= Irène Heidelberger-Leonard =

Irène Heidelberger-Leonard is an Honorary Professorial Fellow at Queen Mary, University of London. She was Professor of German Literature at the Université libre de Bruxelles (ULB), where she taught for nearly 30 years, before she moved to London in 2009.

A Member of the Deutsche Akademie für Sprache und Dichtung (Darmstadt), she has written extensively on post-war German literature, including on such authors as Alfred Andersch, Ingeborg Bachmann, Jurek Becker, Thomas Bernhard, Günter Grass, Ruth Klüger, W. G. Sebald, and Peter Weiss.

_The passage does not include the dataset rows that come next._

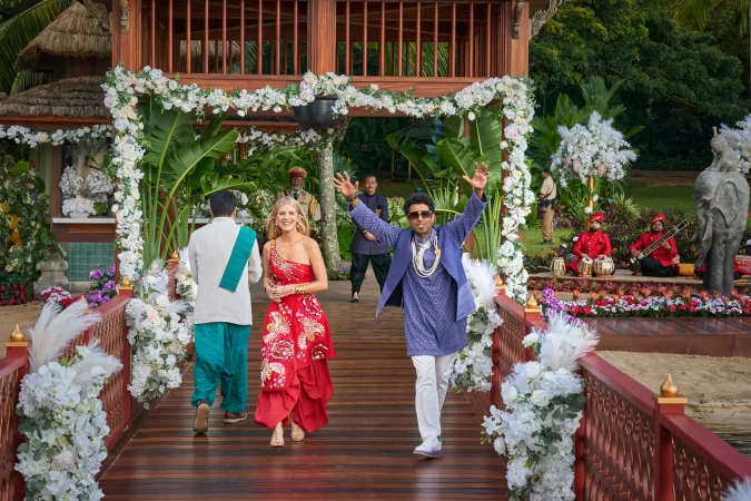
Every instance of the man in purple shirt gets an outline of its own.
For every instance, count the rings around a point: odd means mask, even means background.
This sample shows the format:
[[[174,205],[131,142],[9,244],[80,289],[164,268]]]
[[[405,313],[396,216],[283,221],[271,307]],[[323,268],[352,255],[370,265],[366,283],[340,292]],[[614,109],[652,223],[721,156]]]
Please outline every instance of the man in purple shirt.
[[[413,193],[404,204],[409,229],[384,223],[357,197],[357,183],[337,174],[334,187],[350,204],[352,218],[394,249],[376,315],[388,306],[404,306],[407,355],[417,372],[415,410],[423,443],[414,453],[441,458],[441,409],[454,361],[467,344],[467,316],[475,299],[462,266],[462,245],[487,204],[484,189],[487,167],[475,164],[472,178],[463,176],[474,194],[464,213],[445,226],[433,226],[435,204],[424,193]]]
[[[372,174],[365,176],[365,193],[358,195],[360,204],[373,210],[376,216],[388,223],[388,200],[376,194],[378,181]],[[358,303],[359,288],[365,279],[368,261],[373,264],[373,272],[381,291],[384,289],[388,267],[392,265],[392,255],[388,247],[379,242],[370,232],[355,223],[355,237],[352,239],[352,302]]]

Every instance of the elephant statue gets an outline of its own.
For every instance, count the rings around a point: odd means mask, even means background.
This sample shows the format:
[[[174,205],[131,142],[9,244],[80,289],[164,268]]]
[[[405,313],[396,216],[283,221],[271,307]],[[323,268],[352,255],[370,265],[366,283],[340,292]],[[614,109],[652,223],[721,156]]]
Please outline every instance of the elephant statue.
[[[714,161],[693,185],[696,233],[701,242],[696,267],[706,265],[702,288],[730,295],[735,255],[749,217],[749,183],[739,171],[740,158],[722,135],[711,141]]]

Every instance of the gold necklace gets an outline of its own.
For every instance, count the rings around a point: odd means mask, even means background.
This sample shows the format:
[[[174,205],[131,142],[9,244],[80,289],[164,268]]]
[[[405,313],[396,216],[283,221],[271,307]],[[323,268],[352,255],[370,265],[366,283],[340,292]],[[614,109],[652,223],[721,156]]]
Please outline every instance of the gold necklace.
[[[423,263],[423,257],[425,256],[425,250],[427,250],[431,247],[431,244],[433,244],[433,248],[435,249],[435,261],[433,262],[433,266],[431,266],[428,269],[425,269],[425,265]],[[431,275],[435,273],[436,269],[438,269],[438,262],[441,261],[441,249],[438,248],[438,237],[433,234],[433,238],[431,238],[428,242],[425,242],[424,244],[419,244],[419,252],[417,250],[417,246],[415,245],[415,237],[412,237],[412,265],[415,268],[415,273],[417,276],[422,278],[427,278]]]

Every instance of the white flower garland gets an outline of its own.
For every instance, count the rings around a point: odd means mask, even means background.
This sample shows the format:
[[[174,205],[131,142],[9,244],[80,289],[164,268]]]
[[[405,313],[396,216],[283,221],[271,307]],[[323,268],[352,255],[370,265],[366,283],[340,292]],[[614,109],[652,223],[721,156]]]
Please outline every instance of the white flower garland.
[[[573,501],[574,433],[586,397],[576,362],[594,350],[596,332],[555,314],[546,333],[524,338],[538,362],[516,364],[501,387],[505,411],[491,407],[484,441],[508,456],[512,500]]]
[[[0,126],[0,139],[9,139],[16,141],[17,145],[26,145],[30,148],[47,143],[52,144],[52,146],[63,143],[77,144],[88,139],[110,138],[112,135],[112,126],[109,124],[57,130],[31,130],[23,126]]]
[[[623,179],[630,161],[636,159],[631,145],[623,134],[613,128],[613,119],[603,119],[592,111],[586,126],[575,125],[571,129],[559,126],[561,146],[552,157],[551,167],[561,173],[561,185],[579,177],[586,184],[589,176]]]
[[[352,86],[349,78],[345,76],[326,73],[317,77],[308,72],[299,86],[227,92],[221,89],[200,89],[195,84],[180,86],[179,78],[170,80],[159,69],[146,67],[142,71],[135,72],[118,66],[107,73],[107,81],[102,88],[106,92],[105,105],[112,115],[112,125],[117,131],[112,163],[118,168],[119,184],[115,193],[116,205],[112,212],[117,217],[120,273],[131,282],[138,277],[144,266],[140,256],[144,248],[140,223],[142,213],[138,194],[138,184],[144,174],[138,169],[138,164],[146,151],[141,147],[144,125],[136,112],[140,95],[150,94],[162,108],[195,112],[198,118],[202,118],[205,107],[209,107],[215,114],[233,108],[237,115],[245,116],[248,110],[259,109],[280,112],[283,108],[313,102],[316,96],[326,96],[336,98],[334,104],[336,115],[347,115],[348,107],[365,107],[374,111],[398,110],[418,118],[428,115],[442,117],[458,115],[472,119],[481,107],[501,99],[504,104],[504,116],[508,119],[504,129],[506,140],[502,146],[507,148],[511,145],[510,160],[504,163],[503,168],[514,179],[508,184],[508,189],[504,185],[506,191],[504,204],[510,208],[508,216],[504,217],[504,237],[515,238],[518,225],[524,224],[534,200],[534,195],[528,190],[531,178],[524,157],[526,135],[531,131],[533,102],[531,91],[523,79],[490,78],[454,95],[413,98],[405,94],[381,91],[375,85],[360,90]],[[313,139],[306,138],[305,135],[309,135],[309,131],[299,132],[299,140],[310,144]],[[251,140],[250,136],[253,134],[248,135],[248,141]],[[264,139],[261,134],[257,139],[270,141],[271,136]]]
[[[503,323],[493,301],[497,273],[487,262],[473,262],[470,254],[462,256],[462,265],[477,311],[467,318],[467,345],[454,362],[451,384],[457,390],[488,392],[493,375],[493,358],[490,353],[493,331]]]
[[[186,304],[185,312],[182,313],[182,323],[188,330],[190,341],[192,341],[195,338],[192,314],[196,310],[198,284],[196,284],[190,272],[190,259],[187,247],[180,250],[180,266],[175,274],[175,287],[177,294],[180,296],[180,301]]]
[[[96,475],[107,458],[107,413],[99,393],[112,370],[121,365],[108,357],[107,369],[81,363],[91,356],[85,346],[62,363],[50,362],[21,381],[18,411],[26,435],[16,470],[26,479],[28,499],[99,500],[105,494]],[[101,355],[99,355],[101,356]],[[79,374],[80,366],[87,373]]]
[[[506,215],[503,216],[501,235],[504,243],[498,248],[497,265],[506,282],[506,295],[520,304],[526,298],[526,281],[530,277],[524,269],[524,245],[518,239],[518,228],[526,224],[526,216],[535,202],[530,189],[532,175],[526,165],[526,138],[532,132],[530,122],[534,116],[534,101],[531,89],[524,81],[505,80],[503,115],[506,127],[503,129],[502,149],[511,145],[508,161],[502,164],[506,176],[503,179]]]
[[[178,364],[185,360],[190,333],[180,317],[186,304],[170,302],[168,279],[164,264],[154,263],[142,278],[140,297],[126,306],[131,325],[128,341],[134,350],[128,390],[140,402],[161,396],[182,383]]]

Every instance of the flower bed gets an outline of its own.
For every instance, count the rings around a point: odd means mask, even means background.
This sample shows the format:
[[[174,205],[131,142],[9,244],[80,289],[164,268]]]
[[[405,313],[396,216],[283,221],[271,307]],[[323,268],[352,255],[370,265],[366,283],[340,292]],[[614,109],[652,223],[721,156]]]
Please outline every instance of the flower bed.
[[[538,301],[545,316],[565,312],[575,317],[644,316],[744,316],[751,315],[751,298],[733,293],[733,297],[604,297],[587,301],[559,301],[552,289],[543,291]]]

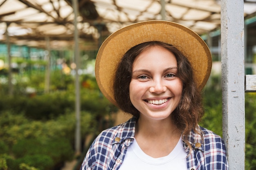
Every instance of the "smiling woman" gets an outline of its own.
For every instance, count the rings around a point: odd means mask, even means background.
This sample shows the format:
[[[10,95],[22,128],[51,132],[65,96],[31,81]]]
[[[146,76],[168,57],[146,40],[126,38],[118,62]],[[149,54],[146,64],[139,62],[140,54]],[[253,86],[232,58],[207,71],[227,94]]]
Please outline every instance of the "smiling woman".
[[[113,33],[97,56],[96,79],[133,117],[103,131],[80,169],[228,170],[223,140],[198,124],[211,67],[204,41],[174,22],[142,22]]]

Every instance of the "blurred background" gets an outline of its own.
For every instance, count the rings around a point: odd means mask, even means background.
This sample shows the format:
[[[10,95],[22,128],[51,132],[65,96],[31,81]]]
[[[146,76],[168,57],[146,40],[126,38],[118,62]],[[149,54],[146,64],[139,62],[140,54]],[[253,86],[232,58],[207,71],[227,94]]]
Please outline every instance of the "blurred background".
[[[244,2],[245,74],[256,74],[256,0]],[[0,0],[0,170],[79,170],[95,137],[129,118],[99,90],[94,64],[108,36],[140,21],[175,22],[207,42],[200,125],[222,135],[220,11],[218,0]],[[245,115],[252,170],[255,93],[245,94]]]

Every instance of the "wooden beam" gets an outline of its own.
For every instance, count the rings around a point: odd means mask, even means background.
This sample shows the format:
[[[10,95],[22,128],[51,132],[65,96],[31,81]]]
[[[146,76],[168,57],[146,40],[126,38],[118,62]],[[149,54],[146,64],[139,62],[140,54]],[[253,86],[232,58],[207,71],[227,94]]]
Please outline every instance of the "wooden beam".
[[[244,4],[241,0],[221,1],[223,137],[229,170],[244,170]]]
[[[245,92],[256,92],[256,75],[245,75]]]

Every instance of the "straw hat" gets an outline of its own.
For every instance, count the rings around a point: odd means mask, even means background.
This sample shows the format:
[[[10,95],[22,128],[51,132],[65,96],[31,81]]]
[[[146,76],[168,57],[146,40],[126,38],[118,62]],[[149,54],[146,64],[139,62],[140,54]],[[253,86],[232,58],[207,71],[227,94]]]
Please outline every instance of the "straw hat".
[[[103,42],[97,55],[97,83],[103,94],[114,104],[117,105],[113,84],[117,65],[130,49],[151,41],[162,42],[176,47],[192,65],[198,88],[201,90],[205,85],[211,69],[211,56],[208,47],[200,36],[189,28],[174,22],[142,22],[113,33]]]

Heidelberger-Leonard is the general editor of the 9-volume edition of the collected works of Jean Améry (Klett Cotta, Stuttgart, 2002-2008). Her biography of Jean Améry, Revolte in der Resignation, was named non-fiction Book of the Year by the German Cultural Foundation (2004) and was awarded the biennial Einhard Prize for Outstanding European Biography in 2005. The French translation, by Sacha Zilberfarb (Actes Sud, 2004), won the Raymond Aron Prize in 2005. The biography was also translated into Spanish by Elisa Renau (Universitat de València, 2010) and into English by Anthea Bell (I. B. Tauris, 2010) under the title The Philosopher of Auschwitz: Jean Améry and Living with the Holocaust.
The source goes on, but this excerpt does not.